Don’t we deserve the right to get to work safely?

Besides, the best way to ease L.A.’s arterial congestion (not to mention clean our air and fight climate change) is to get more people out of their cars and into alternative transportation.

There’s plenty of opportunity to do just that. Of all trips taken outside the house in L.A., 47% are three miles or less. Angelenos use their cars for 84% of these trips. Even if you allow for the way L.A.’s hills prevent many from regularly biking or walking, this is a ridiculously high percentage of drivers for such a short distance.

As it happens, my morning bike commute from my home in Echo Park to the L.A. Times falls in this exact 3-mile sweet spot.

Statistically speaking, my daily route is one of the safer bicycle passages in Los Angeles. There have been 77 cyclists killed in Los Angeles since 2011, according to data compiled by Vision Zero. None of those deaths occurred along my morning route.

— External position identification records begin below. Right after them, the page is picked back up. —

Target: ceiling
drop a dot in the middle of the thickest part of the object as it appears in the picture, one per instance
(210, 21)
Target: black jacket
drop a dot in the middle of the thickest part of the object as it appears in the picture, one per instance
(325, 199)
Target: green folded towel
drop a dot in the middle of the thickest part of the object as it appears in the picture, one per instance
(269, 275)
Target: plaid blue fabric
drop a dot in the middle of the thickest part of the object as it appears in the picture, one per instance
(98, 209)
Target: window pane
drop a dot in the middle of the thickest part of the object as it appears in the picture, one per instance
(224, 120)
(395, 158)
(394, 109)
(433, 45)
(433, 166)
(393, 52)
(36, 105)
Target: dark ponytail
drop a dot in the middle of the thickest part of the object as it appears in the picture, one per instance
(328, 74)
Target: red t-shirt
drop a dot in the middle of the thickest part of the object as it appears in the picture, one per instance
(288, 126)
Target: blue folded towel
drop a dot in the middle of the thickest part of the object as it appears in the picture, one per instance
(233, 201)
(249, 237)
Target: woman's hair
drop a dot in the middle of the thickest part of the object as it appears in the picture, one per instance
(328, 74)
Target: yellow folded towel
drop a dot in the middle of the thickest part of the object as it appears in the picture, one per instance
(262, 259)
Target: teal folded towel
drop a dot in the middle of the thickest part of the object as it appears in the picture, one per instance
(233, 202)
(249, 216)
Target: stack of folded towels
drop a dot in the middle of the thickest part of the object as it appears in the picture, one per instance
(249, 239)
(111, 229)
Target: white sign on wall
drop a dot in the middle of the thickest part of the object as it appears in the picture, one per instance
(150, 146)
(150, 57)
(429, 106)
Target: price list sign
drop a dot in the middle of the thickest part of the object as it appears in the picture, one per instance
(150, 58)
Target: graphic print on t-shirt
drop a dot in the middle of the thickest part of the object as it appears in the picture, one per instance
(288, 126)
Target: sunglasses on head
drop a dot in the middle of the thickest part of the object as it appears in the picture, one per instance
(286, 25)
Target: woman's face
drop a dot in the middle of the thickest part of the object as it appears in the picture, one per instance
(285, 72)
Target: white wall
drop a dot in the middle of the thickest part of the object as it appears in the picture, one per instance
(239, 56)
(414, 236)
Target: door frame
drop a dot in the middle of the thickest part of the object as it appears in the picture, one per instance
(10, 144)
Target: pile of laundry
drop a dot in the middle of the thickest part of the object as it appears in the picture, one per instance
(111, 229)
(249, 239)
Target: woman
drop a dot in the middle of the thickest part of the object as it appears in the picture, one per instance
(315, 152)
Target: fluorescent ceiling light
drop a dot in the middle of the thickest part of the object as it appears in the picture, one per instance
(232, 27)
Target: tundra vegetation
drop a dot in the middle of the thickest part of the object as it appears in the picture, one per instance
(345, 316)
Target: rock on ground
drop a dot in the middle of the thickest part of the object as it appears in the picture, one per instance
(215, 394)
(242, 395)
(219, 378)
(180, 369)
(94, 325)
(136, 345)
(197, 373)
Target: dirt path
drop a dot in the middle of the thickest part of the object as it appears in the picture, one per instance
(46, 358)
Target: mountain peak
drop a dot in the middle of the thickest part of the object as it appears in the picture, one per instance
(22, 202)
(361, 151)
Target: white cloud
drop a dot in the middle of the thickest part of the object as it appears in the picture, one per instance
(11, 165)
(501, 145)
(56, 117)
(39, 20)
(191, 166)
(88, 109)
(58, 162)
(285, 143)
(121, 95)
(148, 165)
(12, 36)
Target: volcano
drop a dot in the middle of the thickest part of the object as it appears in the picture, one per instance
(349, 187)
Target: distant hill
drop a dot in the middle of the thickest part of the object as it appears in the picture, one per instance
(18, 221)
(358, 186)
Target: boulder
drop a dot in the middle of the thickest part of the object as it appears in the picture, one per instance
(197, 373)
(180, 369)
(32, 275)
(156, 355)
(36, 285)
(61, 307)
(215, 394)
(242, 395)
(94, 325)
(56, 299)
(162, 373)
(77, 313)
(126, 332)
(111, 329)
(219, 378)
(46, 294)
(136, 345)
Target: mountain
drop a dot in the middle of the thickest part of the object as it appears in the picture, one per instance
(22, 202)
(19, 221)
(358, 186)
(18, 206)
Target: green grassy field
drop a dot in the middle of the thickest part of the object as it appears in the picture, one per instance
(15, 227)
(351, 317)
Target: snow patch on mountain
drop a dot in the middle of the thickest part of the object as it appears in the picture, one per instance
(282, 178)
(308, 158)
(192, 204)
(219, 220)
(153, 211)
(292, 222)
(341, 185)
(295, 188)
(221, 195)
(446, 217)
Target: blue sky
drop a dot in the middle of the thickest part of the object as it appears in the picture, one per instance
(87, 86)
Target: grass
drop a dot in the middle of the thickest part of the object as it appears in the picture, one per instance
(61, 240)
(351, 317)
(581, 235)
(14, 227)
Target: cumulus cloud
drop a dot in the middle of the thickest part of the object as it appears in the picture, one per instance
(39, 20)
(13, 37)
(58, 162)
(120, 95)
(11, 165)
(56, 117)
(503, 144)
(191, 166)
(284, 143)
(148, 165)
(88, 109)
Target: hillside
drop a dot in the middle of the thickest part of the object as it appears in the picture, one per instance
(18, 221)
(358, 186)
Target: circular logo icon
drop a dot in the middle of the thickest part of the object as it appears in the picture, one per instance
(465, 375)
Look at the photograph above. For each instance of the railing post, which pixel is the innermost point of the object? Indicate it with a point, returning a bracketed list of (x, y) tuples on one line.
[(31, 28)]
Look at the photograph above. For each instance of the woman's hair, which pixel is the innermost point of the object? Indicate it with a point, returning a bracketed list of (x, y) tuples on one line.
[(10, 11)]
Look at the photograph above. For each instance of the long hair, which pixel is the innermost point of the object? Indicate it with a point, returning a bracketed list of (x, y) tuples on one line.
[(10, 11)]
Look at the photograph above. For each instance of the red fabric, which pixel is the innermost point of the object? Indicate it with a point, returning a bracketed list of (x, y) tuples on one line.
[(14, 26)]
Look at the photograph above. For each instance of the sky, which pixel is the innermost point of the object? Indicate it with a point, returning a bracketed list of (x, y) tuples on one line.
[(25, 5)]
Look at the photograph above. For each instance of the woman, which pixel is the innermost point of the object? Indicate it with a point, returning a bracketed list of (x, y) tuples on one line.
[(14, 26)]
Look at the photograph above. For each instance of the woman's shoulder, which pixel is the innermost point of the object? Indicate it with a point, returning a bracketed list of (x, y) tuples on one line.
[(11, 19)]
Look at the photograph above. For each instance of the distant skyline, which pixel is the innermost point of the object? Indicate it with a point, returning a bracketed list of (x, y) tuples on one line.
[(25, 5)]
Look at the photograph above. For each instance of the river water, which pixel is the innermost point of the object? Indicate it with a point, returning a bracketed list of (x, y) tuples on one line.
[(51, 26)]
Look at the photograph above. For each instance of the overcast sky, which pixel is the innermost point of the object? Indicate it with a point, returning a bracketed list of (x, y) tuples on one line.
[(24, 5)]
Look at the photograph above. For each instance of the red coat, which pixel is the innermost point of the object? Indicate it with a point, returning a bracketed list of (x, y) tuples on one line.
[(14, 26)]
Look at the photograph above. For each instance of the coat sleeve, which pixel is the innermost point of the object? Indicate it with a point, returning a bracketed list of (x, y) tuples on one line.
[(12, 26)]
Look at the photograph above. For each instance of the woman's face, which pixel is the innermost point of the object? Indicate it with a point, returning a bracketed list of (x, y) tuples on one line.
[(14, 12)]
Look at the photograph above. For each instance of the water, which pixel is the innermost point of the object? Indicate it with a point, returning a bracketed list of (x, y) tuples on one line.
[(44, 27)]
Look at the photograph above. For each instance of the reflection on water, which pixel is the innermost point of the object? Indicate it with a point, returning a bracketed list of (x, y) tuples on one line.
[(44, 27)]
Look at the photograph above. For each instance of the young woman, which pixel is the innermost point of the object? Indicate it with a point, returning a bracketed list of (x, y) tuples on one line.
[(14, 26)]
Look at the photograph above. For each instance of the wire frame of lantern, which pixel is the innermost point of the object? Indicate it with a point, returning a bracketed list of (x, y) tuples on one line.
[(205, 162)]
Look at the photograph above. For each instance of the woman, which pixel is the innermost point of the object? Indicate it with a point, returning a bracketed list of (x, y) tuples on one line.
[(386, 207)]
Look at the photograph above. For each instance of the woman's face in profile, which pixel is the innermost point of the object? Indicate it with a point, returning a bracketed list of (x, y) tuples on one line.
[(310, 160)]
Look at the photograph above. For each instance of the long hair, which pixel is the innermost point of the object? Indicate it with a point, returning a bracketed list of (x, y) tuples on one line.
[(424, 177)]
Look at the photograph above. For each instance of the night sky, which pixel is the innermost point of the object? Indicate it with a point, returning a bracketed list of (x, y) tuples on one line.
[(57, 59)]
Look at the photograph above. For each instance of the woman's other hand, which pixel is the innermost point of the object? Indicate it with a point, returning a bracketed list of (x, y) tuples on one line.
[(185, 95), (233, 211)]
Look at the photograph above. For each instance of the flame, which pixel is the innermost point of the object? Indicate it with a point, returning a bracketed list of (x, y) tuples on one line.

A screen grab of a Vision Zero map detailing bicycling fatalities in and around L.A.’s Echo Park neighborhood since 2011. Red dots indicate where a cyclist was killed. (Vision Zero)

Does this mean it’s actually safe?

You be the judge.

Come join me on my morning bike commute. Ride three miles in my shoes. Maybe you’ll be outraged enough by what you see to write your city councilperson, demanding safer streets. Maybe you’ll decide cycling in L.A. isn’t so bad after all and go for a ride. Or maybe, just maybe, you’ll decide not to froth at the mouth in protest when road safety improvements to keep cyclists safe add a couple of minutes to your morning commute.

If nothing else, you’ll get to see what it looks like from the other side when you honk your horn as you blow past a cyclist who momentarily inconveniences you — and, I hope, decide never to do that again.